Obviously, weight loss and maintenance depend on finding the right balance between calories in, and calories burned. I find that I like the freedom that Nutracheck allows you to either eat less, exercise more, or choose to lose less each week – as long as you eat a minimum of 1400 calories per day.
When I first signed up, I weighed 170lbs and could lose 1.5lbs per week eating 1400 calories and exercising 200 calories per day.
I’m now 27lbs lighter and almost 2 years older so can only expect a pound a week with the same calories consumed and burnt. And, frankly, I’m happy with half a pound per week.
You can play with figures here.
When I actually get to 139, then I can only expect to eat 1850 calories per day and that assumes that I’m burning an extra 200 calories a day in activities. If I’m not exercising conscientiously then I should only eat about 200 more calories than I right now in “losing mode”. I need to get that firmly implanted in my psyche!
- Moving daily
- Eating well but not abundantly
That’s going to be the story of the rest of my slimmed down life.

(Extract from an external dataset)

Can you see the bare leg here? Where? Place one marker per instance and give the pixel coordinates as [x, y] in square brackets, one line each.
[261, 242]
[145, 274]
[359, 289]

I had one of those “non-scale victories” today. I had a quick trip out despite my croaky throat to take a friend to Costco. They’ve got some nice, cheap denim skirts which, of course, you can’t try on. I looked at the 14 (US 10) but it looked too big. So I grabbed a 12 (US
with the words, “It’s probably too small but I can always bring it back.”
Well it’s a bit too big – not baggy, but loose in the waist – which is where most skirts are too tight.
I wonder what the next few weeks will bring.